I Was Wrong
A few years ago, I said:
It's a government regulation that hasn't been discredited yet. Advocate a government regulation in nearly any other field and you'll have libertarians saying “Look at how the State messed things up” In the case of net neutrality, our best argument is “Look at how the State messed things up everywhere else!” This, of course, can be spun as paranoid rantings. (It doesn't help that some of the people involved also engage in paranoid rantings.)I was wrong. Net neutrality really was associated with bad effects.
Apparently, net-neutrality used to be the law, back when American broadband was rare. Net neutrality is not a matter of “You need to fill out this form for your Internet connection” or “You need permission from Occupy Wall Street to start an ISP” (despite what some people think). It's a matter of “ding ding ding ding khkhkhkhkh…”

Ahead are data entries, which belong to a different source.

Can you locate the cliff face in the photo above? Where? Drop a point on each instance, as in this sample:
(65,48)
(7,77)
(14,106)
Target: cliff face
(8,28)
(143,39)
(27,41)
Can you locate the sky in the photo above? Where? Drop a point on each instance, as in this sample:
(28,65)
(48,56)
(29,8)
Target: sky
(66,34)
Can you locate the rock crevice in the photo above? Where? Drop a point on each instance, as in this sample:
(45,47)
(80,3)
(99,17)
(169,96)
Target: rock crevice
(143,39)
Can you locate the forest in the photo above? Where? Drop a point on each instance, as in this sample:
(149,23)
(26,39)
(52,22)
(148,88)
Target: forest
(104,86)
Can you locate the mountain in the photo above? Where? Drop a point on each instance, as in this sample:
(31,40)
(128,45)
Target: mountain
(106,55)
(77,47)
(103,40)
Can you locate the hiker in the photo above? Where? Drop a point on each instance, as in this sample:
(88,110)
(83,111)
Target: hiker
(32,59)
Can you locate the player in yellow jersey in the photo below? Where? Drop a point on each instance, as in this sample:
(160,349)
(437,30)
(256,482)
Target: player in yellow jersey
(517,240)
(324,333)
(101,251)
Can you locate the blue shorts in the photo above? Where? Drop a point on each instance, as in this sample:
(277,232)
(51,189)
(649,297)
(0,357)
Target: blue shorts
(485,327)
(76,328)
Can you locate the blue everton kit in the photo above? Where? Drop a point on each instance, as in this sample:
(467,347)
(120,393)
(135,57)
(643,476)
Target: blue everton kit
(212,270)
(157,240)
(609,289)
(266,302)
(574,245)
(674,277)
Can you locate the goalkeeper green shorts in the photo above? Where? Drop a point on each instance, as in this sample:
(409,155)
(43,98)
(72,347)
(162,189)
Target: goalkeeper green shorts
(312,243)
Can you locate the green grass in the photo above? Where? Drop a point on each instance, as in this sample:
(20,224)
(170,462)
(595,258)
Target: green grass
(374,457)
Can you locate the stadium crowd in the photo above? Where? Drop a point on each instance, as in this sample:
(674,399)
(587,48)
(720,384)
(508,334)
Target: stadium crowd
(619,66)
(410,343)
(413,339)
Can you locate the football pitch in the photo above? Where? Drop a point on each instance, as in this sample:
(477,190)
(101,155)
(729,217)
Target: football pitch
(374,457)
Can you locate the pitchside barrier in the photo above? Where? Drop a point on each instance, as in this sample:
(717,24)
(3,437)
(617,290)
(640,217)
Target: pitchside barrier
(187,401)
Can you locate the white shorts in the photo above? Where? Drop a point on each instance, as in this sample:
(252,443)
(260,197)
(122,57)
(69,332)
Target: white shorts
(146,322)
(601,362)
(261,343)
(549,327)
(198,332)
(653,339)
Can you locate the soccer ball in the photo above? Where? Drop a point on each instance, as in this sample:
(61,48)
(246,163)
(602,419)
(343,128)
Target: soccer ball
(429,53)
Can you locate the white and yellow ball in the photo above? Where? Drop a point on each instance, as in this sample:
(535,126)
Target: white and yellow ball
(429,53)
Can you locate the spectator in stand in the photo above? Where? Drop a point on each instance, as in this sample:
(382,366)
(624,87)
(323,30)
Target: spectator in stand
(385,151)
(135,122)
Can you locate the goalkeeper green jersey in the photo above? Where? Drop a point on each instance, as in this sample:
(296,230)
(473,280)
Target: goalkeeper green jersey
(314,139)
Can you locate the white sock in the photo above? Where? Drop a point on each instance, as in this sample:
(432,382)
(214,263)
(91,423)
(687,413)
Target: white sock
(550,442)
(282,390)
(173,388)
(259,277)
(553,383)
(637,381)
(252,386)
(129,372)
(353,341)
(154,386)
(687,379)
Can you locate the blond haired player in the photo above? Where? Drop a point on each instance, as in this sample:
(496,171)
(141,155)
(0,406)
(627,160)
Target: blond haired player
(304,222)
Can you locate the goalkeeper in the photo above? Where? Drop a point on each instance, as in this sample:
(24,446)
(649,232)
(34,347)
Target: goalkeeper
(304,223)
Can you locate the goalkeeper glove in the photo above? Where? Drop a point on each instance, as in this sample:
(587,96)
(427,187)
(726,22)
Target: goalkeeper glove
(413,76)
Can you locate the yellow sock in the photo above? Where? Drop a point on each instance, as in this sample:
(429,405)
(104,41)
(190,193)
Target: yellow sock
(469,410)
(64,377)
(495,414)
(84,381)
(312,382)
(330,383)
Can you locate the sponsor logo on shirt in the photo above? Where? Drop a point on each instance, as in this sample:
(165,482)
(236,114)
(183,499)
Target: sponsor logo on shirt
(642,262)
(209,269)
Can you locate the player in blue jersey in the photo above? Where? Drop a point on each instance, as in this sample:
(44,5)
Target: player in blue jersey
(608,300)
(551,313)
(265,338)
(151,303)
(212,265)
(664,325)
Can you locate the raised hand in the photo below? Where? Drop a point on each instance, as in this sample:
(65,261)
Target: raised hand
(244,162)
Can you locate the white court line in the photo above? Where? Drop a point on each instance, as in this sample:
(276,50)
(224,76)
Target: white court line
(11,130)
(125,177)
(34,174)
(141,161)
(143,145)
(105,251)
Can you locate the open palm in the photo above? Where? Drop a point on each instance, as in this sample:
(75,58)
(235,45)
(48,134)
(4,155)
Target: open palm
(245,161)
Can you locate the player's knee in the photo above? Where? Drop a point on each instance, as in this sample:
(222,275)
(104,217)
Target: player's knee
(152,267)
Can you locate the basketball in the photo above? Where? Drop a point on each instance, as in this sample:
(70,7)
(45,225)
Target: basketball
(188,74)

I had overlooked this because the Other Side kept insisting that American slowness in adopting broadband was due to capitalism and—like an idiot—I believed them. (In the real world, the “cool nations” haven't been that strong on net neutrality.)
Meanwhile, in 2002–2015, we didn't have net-neutrality laws and had a rapid expansion of broadband. We also saw Comcast smack down Netflix for bandwidth hogging, but that was a feature, not a bug.
More recently, we also saw Verizon's arrogant treatment of ISPs it doesn't like, but it's doing so as a content provider. Strengthening ISPs might stop that.